The Online Video Disequilibrium
While most new media startups have seen valuations spike, video content remain under-valued, providing investors with a considerable safety net and compelling risk-reward ratio.
- online video advertising remains the fastest growing segment in online advertising, and
- we are seeing a flight to quality content as advertisers demand premium content to advertise against.
But content owners are by and large not optimizing (let alone maximizing) their inventories. Take Next New Networks for example: despite billions of video impressions, they could not monetize their audience effectively. They're not alone. If I had the option, I would consider entering into a "swap agreement" and sell the rights to monetize our company's video inventory today for the right to reclaim it in the future. This goes against the fundamental tenet in finance knows as the time value of money, which states that a dollar today is worth more than a dollar in the future. But that illustrates the inefficiency and disequilibrium of online video we face.
Back to the Future: History Repeats Itself
Back in 2000, right before the NASDAQ peaked and imploded, I was working for a search engine that was serving hundreds of millions of search queries each week; and each week, those queries went unmonetized.

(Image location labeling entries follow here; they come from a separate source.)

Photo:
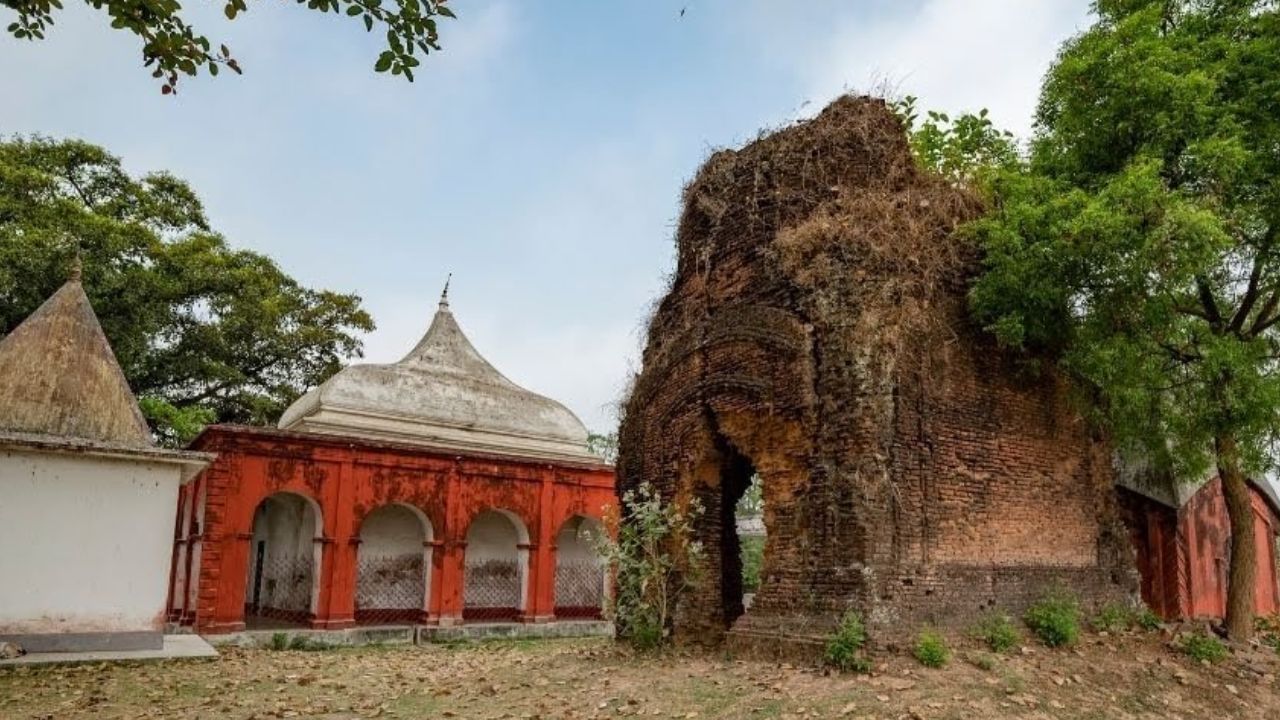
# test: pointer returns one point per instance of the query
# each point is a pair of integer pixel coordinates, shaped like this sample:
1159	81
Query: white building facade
86	500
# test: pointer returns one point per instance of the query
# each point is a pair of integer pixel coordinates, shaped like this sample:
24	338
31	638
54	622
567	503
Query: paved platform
174	647
304	638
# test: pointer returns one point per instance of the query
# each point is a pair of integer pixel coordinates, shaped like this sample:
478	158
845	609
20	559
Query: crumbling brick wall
816	333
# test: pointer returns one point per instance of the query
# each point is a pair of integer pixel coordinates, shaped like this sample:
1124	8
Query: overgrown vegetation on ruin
1138	244
846	647
654	559
1055	619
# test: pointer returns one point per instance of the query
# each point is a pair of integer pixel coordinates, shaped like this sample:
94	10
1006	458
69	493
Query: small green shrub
1269	630
983	662
999	633
1111	619
656	557
279	641
931	650
1055	620
1201	647
845	646
1147	620
753	559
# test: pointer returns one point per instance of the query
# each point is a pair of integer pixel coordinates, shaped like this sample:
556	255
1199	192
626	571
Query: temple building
86	499
429	491
1182	534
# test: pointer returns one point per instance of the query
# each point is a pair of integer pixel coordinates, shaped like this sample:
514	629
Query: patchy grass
931	650
1132	677
1055	619
999	633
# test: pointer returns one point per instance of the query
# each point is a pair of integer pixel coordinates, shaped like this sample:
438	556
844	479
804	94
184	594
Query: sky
539	158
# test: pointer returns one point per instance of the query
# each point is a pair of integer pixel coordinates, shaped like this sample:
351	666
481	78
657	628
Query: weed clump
1203	647
1269	630
845	646
1147	620
932	650
1111	619
997	632
1055	620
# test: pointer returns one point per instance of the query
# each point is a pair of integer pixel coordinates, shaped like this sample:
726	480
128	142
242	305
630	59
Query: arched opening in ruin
392	565
284	560
497	566
736	478
580	570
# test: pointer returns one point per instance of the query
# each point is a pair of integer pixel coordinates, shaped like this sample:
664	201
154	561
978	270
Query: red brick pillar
449	556
225	548
337	606
540	606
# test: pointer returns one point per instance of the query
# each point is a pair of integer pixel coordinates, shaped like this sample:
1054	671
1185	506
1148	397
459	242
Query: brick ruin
816	333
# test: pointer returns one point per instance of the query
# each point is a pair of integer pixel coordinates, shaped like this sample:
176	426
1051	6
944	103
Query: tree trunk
1243	568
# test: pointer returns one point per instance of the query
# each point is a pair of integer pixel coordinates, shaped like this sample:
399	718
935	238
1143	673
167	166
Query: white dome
446	395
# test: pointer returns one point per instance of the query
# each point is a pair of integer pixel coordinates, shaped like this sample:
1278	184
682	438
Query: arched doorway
736	477
283	560
392	565
580	570
497	566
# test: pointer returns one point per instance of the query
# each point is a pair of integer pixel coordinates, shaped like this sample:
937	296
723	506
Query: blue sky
539	158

It was frustrating, not because the industry lacked a model, but because we were frozen by inaction. By then GoTo had pioneered the pay-per-click model, but we were torn between running the paid ads in our organic search results or alongside the results (the way Google made it the industry standard later on). Before we knew it, Google took the winner-takes-all sweepstakes and today owns the market. We became a footnote in history. It happens. Life goes in.
If You Operate in a Winner-Takes-All Game, You'd Better Pray That You Win (Otherwise Life Sucks)
By the end of 2000, I transitioned away from search (a distribution and technology play) and into content. That taught me a lesson: if you enter a winner-takes-all competition, you'd better win; otherwise, you're irrelevant at best and impotent at worst. This is clearly what is happening in the online video distribution segment as YouTube continues to grow its grip on eyeballs.
With content, it's anything but winner-takes-all: in my lifetime: I've seen ABC, NBC, CBS share the crown at different times. I've also seen that paradigm shift away from the networks to cable first, and now from television to the Internet.
But while content's outcome is less binary, it's not for the faint of heart, either. Content is an extremely long-term bet. Even if you bide your time and scale, there's no guarantee that you will be left standing when the music stops. In fact, the online video content landscape is littered with zombie companies that are running on fumes, who have been around for a while and burned through a fair share of capital.
The thing is, unlike in the distribution segment where content owners and audiences will continue to converge on the largest platform, all of the content plays retain a shot at glory because of the need for premium content. Provided you can grow your catalog, audience and brand over time, eventually you can build a business that becomes a going concern.
Maybe that is why I was drawn to content; I feel more in control of my destiny, even if it means a hamster-in-the-wheel existence at times.
Content Will Prevail in the Long Run, But Most Content Owners are Screwed in the Short Term
The issue is, how long can content owners hold out? It is becoming obvious that a lot of the money allocated to online video is actually spent on in-banner video ads. In that kind of push dynamics, the content itself is irrelevant.
The content itself matters most with real click-to-play pull environments. Most of the in-stream (true pre-roll) inventory comes on YouTube; as long as that tendency continues, the challenges content owners face in monetizing their inventory will remain, especially as long as YouTube doesn't come on board and play along with the rest of the industry, which is their right to do.
Nothing Will Change in the Short Term
eMarketer's Geoff Ramsey argues that marketers "need to be in the content business," but while many prefer the "certainty/surety" of knowing where ads are placed, the reality is that many ad agencies will opt for the savings associated with turning a blind eye and relying on ad networks' exchanges, according to Vipin Mayar.
As a result, in the short term, content owners will face their share of challenges. But over time, differentiation will come not solely through premium content but what that content actually is.
The question remains: Who will remain standing when the music stops?